Before I got into real estate, I owned a therapeutic horse farm with 22 horses in North Carolina. My partner and I bought 30 acres on old tobacco land and turned it into a ranch. We boarded and trained horses, then started giving riding lessons. This one little girl with fetal alcohol syndrome asked if her classmates could come out to see the horses, and of course we said yes. That’s when we started doing therapeutic riding for physically, mentally and emotionally challenged kids. We worked with 125 children.
I’ll never forget this one girl named Alicia. She was in a motorized wheelchair and had to be strapped in or she’d throw herself out of the chair. While the other kids were riding, she would bite herself and make noises. She didn’t talk. One day, her grandmother signed the waiver for her to ride, and I was scared to death. We put her on a horse and I told everyone to gather around her to make sure she doesn’t fall off. She got on that horse and she sat straight up and just started riding. She laughed the entire time and we couldn’t stop taking pictures of her. We walked the horse twice around the ring and then helped her back in the wheelchair. She was smiling the entire day.
At that time, we also decided to become a safe house for foster kids. We took in foster kids in emergency situations. This one little six-year-old kid named Austin was the first to come and stay with us. His mother had him when she was fifteen years old and she was an addict. Austin stayed with us a long time and we just fell in love with him. We went through the adoption process to adopt him as our son. It took four years, but it finally went through.
His mother found out where we lived and threatened to kidnap him so we had to come up with a plan to protect him. My partner had been to Albuquerque, New Mexico, before and thought it might be a good place to start over. One of our students’ fathers was interested in buying the farm from us right around that time, so we saw it as a great opportunity. We drove to Albuquerque with Austin, found a house and moved in thirty days later. We all fell in love with the Southwest – the Native American culture, the art, the pottery. A year later, my partner died of lung cancer. So here I was, a single parent with a nine-year-old son. I didn’t know what I was going to do for work.
I thought if I became a real estate agent, I could put Austin first and have a flexible schedule. It turned out to be one of the best decisions I’ve ever made. What I love about this business is the ability to meet total strangers and make them part of my family. I have three clients who asked me to be the godfather to their children.
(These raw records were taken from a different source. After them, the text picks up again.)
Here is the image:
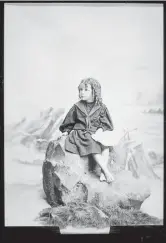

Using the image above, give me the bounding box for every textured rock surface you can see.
[43,137,150,207]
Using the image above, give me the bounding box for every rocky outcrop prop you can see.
[43,136,150,208]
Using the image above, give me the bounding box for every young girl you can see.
[59,78,114,183]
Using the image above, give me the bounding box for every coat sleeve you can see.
[59,106,76,133]
[100,106,114,131]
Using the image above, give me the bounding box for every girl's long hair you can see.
[78,78,102,105]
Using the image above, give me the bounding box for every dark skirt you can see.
[65,130,109,156]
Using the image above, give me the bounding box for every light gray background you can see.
[4,3,163,123]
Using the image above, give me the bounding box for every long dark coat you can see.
[59,101,114,156]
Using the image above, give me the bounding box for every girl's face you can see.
[79,84,94,102]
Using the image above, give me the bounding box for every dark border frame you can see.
[0,1,166,243]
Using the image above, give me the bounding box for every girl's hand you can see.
[62,132,68,136]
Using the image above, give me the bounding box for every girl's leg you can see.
[93,149,114,183]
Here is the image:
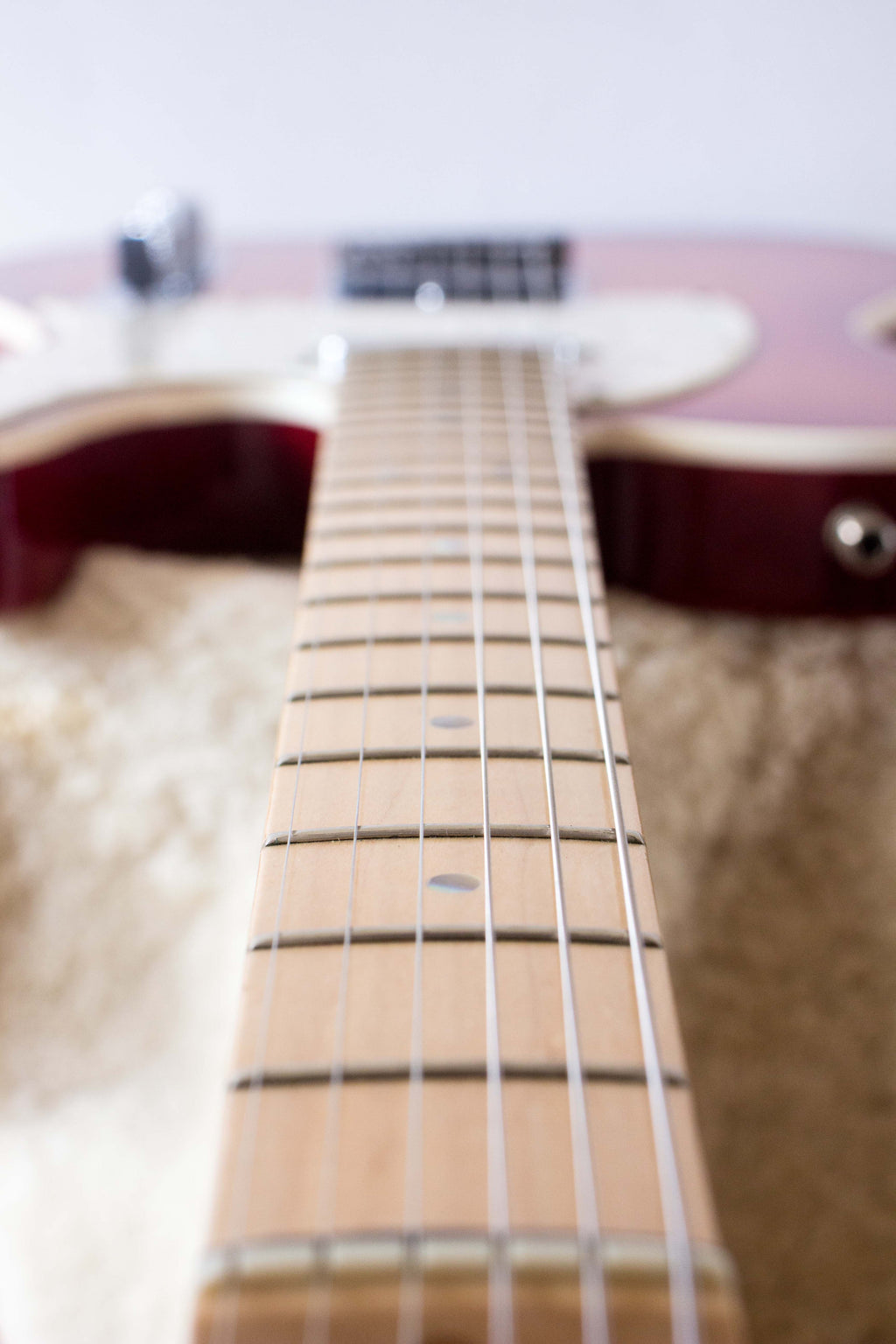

Of course, I said yes and now the kids call me Uncle Tracy. To me, that’s the highest honor I could have.
My grandmother taught me so much about life and about giving and living within your means and respecting others. I’ve been a real estate broker for sixteen years, and I embrace all those life lessons when helping my clients. I really enjoy working with people who have never owned a home. To sit down and be able to show them how the money they’ve paid in rent could’ve paid their house payment is really eye-opening for them. And then I help them find the perfect place. It’s rewarding to help people accomplish that – when they see the home and love it and make it theirs. They plant a tree or a rosebush, and it’s really heartwarming to me. I love to send out anniversary cards to my clients on the date they closed on their house. It’s a date worth remembering.
Chickens remind me of my grandmother because we had chickens growing up. And I still have chickens today and named one of them after her. She’s a red-headed, feisty hen named Grandma Spencer.